Sabías que?
Creado el Miércoles, 10 de Febrero del 2016 11:27:52 pm
En la medida en que el consagrado vive una vida únicamente entregada al Padre (cf. Lc 2, 49; Jn 4, 34), sostenida por Cristo (cf. Jn 15, 16; Gl 1, 15-16), animada por el Espíritu (cf. Lc 24, 49; Hch 1, 8; 2, 4), coopera eficazmente a la misión del Señor Jesús (cf. Jn 20, 21), contribuyendo de forma particularmente profunda a la renovación del mundo.El primer cometido misionero las personas consagradas lo tienen hacia sí mismas, y lo llevan a cabo abriendo el propio corazón a la acción del Espíritu de Cristo. Su testimonio ayuda a toda la Iglesia a recordar que en primer lugar está el servicio gratuito a Dios, hecho posible por la gracia de Cristo, comunicada al creyente mediante el don del Espíritu. De este modo se anuncia al mundo la paz que desciende del Padre, la entrega que el Hijo testimonia y la alegría que es fruto del Espíritu Santo.
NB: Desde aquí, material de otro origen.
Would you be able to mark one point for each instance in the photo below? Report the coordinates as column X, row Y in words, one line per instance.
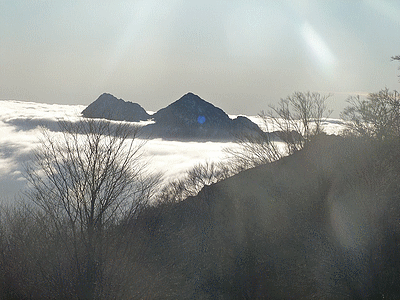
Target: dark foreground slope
column 320, row 224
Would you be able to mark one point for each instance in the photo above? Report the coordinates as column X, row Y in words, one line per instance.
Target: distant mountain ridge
column 189, row 117
column 109, row 107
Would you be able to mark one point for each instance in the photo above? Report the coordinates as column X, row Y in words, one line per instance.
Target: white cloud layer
column 20, row 133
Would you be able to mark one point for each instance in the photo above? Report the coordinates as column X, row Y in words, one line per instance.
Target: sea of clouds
column 21, row 128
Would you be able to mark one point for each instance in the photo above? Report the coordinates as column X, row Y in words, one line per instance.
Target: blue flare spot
column 201, row 119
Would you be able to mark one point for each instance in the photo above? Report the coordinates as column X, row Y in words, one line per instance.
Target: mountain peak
column 109, row 107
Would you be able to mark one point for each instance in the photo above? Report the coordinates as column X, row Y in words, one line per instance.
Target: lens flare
column 201, row 119
column 323, row 55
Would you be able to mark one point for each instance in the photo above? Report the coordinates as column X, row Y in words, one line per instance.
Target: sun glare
column 319, row 49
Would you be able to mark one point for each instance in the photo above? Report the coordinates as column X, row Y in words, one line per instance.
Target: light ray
column 319, row 49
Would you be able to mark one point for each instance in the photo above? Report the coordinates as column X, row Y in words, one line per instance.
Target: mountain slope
column 191, row 117
column 109, row 107
column 322, row 223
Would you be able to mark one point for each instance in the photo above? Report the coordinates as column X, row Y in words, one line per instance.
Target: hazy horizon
column 239, row 55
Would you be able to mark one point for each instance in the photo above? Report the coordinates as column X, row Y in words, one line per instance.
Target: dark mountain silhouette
column 189, row 118
column 322, row 223
column 109, row 107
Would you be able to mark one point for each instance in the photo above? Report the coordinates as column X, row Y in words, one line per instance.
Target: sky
column 242, row 56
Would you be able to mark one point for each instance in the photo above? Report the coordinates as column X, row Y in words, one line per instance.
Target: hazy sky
column 239, row 55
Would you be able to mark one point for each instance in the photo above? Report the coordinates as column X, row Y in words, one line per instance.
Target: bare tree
column 194, row 180
column 298, row 118
column 377, row 116
column 396, row 57
column 86, row 180
column 294, row 121
column 253, row 150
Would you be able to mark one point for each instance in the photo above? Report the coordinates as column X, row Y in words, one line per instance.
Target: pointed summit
column 109, row 107
column 190, row 110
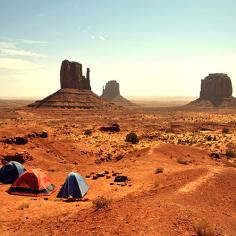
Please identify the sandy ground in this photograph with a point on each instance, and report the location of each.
(169, 203)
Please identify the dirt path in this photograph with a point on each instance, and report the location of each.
(192, 186)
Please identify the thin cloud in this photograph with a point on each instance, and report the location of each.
(18, 64)
(7, 44)
(28, 41)
(103, 38)
(17, 52)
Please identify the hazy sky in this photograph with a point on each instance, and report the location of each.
(152, 47)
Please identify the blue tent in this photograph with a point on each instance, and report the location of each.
(74, 187)
(10, 172)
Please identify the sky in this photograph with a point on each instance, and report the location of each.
(151, 47)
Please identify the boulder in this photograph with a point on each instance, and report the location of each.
(71, 76)
(20, 157)
(111, 90)
(114, 128)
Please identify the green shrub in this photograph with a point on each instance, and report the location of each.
(132, 138)
(225, 130)
(101, 203)
(88, 132)
(182, 161)
(203, 228)
(159, 170)
(230, 153)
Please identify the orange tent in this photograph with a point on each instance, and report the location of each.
(32, 183)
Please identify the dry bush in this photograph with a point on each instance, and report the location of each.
(159, 170)
(230, 153)
(225, 131)
(23, 206)
(132, 138)
(88, 132)
(101, 203)
(182, 161)
(203, 228)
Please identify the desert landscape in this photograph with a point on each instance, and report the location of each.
(117, 118)
(179, 166)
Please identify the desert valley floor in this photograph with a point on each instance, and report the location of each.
(194, 190)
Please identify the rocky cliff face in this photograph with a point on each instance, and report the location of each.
(216, 91)
(216, 86)
(71, 76)
(111, 90)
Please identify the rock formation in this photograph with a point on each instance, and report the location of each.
(75, 91)
(111, 92)
(216, 91)
(216, 86)
(71, 76)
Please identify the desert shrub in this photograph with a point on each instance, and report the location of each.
(203, 228)
(23, 206)
(230, 153)
(119, 157)
(159, 170)
(225, 130)
(88, 132)
(132, 138)
(101, 203)
(182, 161)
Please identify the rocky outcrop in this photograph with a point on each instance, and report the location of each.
(71, 76)
(75, 92)
(111, 90)
(216, 86)
(216, 91)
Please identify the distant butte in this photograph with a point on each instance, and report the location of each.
(71, 76)
(216, 90)
(75, 91)
(111, 92)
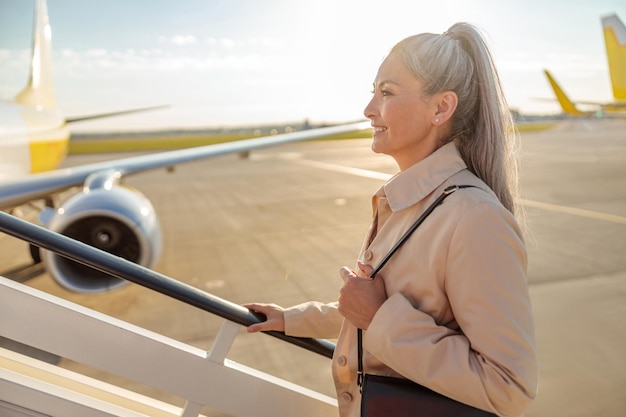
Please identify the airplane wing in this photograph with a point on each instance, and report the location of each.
(17, 192)
(114, 218)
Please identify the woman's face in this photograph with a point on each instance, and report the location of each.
(403, 119)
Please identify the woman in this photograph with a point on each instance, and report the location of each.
(451, 309)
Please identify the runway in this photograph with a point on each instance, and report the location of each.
(277, 227)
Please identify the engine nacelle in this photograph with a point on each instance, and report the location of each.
(118, 220)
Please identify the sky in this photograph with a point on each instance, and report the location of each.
(221, 63)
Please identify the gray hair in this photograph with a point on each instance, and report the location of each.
(482, 127)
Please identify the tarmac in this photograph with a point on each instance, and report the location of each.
(276, 227)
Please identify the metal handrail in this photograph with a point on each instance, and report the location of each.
(124, 269)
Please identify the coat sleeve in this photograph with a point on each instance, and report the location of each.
(313, 319)
(489, 359)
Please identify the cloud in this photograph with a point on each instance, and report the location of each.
(178, 40)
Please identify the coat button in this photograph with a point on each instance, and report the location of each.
(346, 396)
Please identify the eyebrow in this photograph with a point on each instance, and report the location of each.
(385, 82)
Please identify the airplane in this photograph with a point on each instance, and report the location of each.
(103, 213)
(615, 42)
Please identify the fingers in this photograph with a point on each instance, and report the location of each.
(275, 319)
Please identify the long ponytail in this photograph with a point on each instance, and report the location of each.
(482, 127)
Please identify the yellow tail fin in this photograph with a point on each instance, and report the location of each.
(615, 41)
(40, 88)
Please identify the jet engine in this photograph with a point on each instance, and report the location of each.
(117, 219)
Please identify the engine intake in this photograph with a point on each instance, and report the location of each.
(118, 220)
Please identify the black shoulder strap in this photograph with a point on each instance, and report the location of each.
(449, 190)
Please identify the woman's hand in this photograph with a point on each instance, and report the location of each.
(275, 317)
(360, 297)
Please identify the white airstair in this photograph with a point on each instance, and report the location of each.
(33, 387)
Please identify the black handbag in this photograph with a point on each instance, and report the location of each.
(385, 396)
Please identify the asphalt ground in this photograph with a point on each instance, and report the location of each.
(277, 227)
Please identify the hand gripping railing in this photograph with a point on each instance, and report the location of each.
(121, 268)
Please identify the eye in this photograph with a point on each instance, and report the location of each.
(383, 92)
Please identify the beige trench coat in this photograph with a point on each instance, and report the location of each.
(458, 317)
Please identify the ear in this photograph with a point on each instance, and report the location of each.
(446, 105)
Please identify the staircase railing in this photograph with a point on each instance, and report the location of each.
(234, 314)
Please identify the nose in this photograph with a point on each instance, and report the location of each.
(370, 109)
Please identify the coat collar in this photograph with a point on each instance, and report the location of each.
(408, 187)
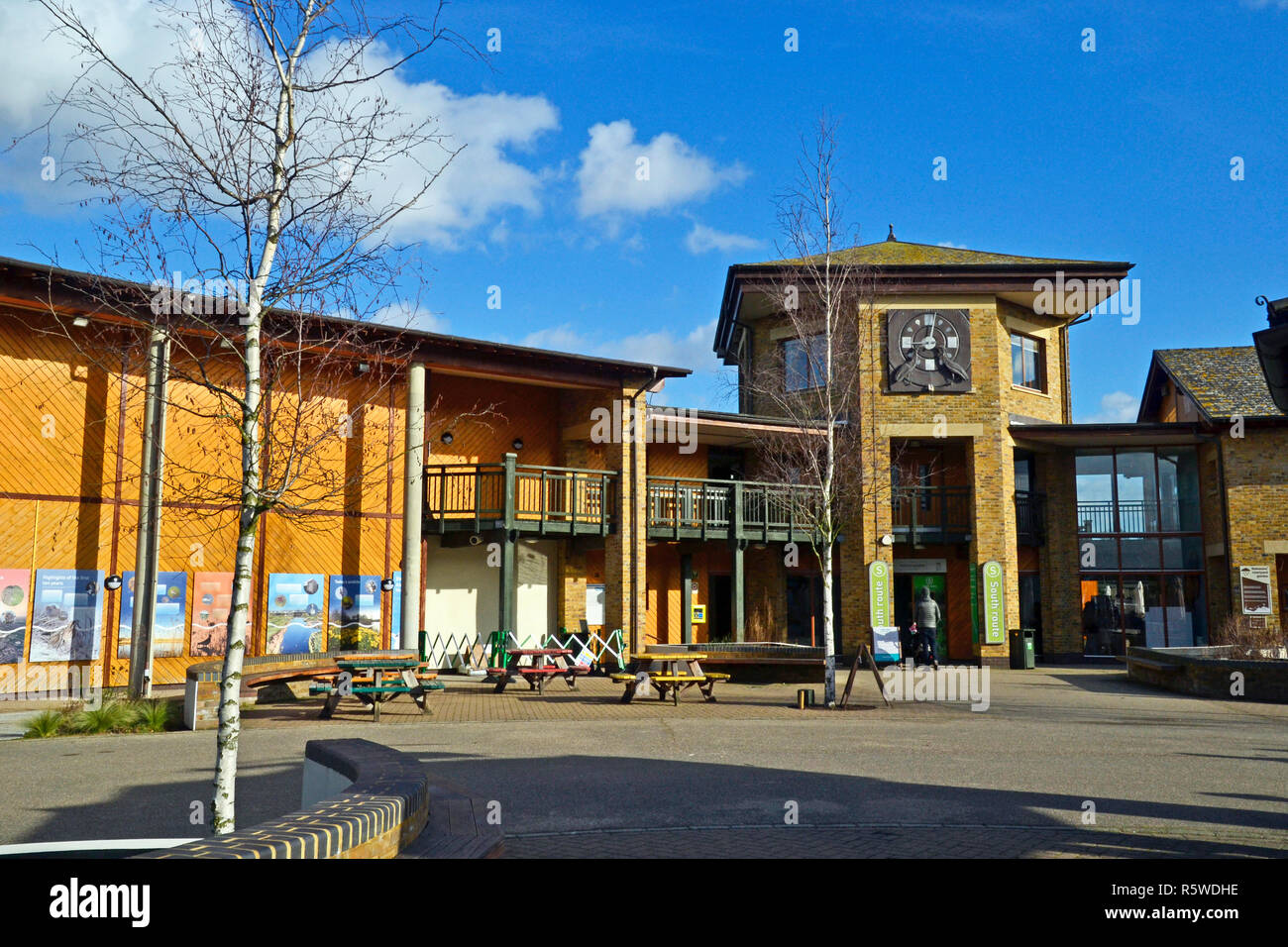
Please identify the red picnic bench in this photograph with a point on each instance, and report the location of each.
(537, 667)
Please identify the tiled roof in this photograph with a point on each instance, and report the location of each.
(897, 253)
(1224, 381)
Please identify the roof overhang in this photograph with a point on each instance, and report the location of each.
(1019, 283)
(39, 287)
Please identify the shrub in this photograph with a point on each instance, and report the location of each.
(112, 716)
(155, 715)
(47, 723)
(1256, 641)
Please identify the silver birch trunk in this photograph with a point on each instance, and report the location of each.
(230, 689)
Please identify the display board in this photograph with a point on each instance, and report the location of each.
(167, 617)
(296, 605)
(211, 604)
(67, 621)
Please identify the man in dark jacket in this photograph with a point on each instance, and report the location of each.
(927, 622)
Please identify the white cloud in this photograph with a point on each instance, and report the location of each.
(475, 191)
(1115, 407)
(610, 169)
(703, 239)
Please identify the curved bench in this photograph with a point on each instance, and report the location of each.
(362, 800)
(201, 693)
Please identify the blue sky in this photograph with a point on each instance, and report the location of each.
(1121, 154)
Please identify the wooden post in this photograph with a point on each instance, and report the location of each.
(687, 596)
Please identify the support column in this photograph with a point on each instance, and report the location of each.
(687, 596)
(625, 554)
(150, 515)
(509, 608)
(413, 505)
(993, 530)
(737, 591)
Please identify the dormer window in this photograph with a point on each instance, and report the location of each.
(1028, 360)
(804, 363)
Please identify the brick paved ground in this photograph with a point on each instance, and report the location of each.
(578, 774)
(894, 841)
(471, 699)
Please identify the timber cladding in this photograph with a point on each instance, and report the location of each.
(391, 808)
(69, 479)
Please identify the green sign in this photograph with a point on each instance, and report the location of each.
(993, 600)
(879, 594)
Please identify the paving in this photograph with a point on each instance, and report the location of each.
(1064, 763)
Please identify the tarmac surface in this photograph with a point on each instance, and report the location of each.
(579, 774)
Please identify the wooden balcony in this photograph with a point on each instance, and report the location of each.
(931, 515)
(1029, 518)
(540, 500)
(698, 509)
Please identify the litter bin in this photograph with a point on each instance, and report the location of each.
(1021, 650)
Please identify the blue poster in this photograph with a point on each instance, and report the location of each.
(167, 616)
(67, 617)
(355, 611)
(296, 604)
(395, 613)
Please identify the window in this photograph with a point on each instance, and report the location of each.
(1140, 549)
(804, 363)
(1028, 356)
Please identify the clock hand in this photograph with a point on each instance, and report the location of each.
(902, 371)
(953, 368)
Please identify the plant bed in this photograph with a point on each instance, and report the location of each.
(155, 715)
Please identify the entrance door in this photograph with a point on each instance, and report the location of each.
(805, 609)
(719, 621)
(907, 589)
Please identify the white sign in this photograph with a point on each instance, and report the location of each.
(885, 642)
(1254, 589)
(593, 604)
(919, 567)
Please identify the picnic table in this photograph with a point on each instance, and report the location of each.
(374, 681)
(669, 674)
(537, 667)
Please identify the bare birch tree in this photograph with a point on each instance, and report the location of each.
(814, 379)
(257, 162)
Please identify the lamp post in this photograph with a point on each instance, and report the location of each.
(1273, 350)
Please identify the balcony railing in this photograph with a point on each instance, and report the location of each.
(690, 508)
(1029, 518)
(519, 496)
(1133, 515)
(931, 514)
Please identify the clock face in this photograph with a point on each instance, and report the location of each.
(928, 351)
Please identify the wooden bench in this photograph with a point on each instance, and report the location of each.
(674, 684)
(1154, 665)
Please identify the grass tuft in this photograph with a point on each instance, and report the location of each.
(112, 716)
(47, 723)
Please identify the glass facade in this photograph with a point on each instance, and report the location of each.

Las personas consagradas serán misioneras ante todo profundizando continuamente en la conciencia de haber sido llamadas y escogidas por Dios, al cual deben pues orientar toda su vida y ofrecer todo lo que son y tienen, liberándose de los impedimentos que pudieran frenar la total respuesta de amor. De este modo podrán llegar a ser un signo verdadero de Cristo en el mundo. Su estilo de vida debe transparentar también el ideal que profesan, proponiéndose como signo vivo de Dios y como elocuente, aunque con frecuencia silenciosa, predicación del Evangelio.
Siempre, pero especialmente en la cultura contemporánea, con frecuencia tan secularizada y sin embargo sensible al lenguaje de los signos, la Iglesia debe preocuparse de hacer visible su presencia en la vida cotidiana. Ella tiene derecho a esperar una aportación significativa al respecto de las personas consagradas, llamadas a dar en cada situación un testimonio concreto de su pertenencia a Cristo.
Puesto que el hábito es signo de consagración, de pobreza y de pertenencia a una determinada familia religiosa, junto con los Padres del Sínodo recomiendo vivamente a los religiosos y a las religiosas que usen el propio hábito, adaptado oportunamente a las circunstancias de los tiempos y de los lugares. Allí donde válidas exigencias apostólicas lo requieran, conforme a las normas del propio Instituto, podrán emplear también un vestido sencillo y decoroso, con un símbolo adecuado, de modo que sea reconocible su consagración.
Los Institutos que desde su origen o por disposición de sus constituciones no prevén un hábito propio, procuren que el vestido de sus miembros responda, por dignidad y sencillez, a la naturaleza de su vocación.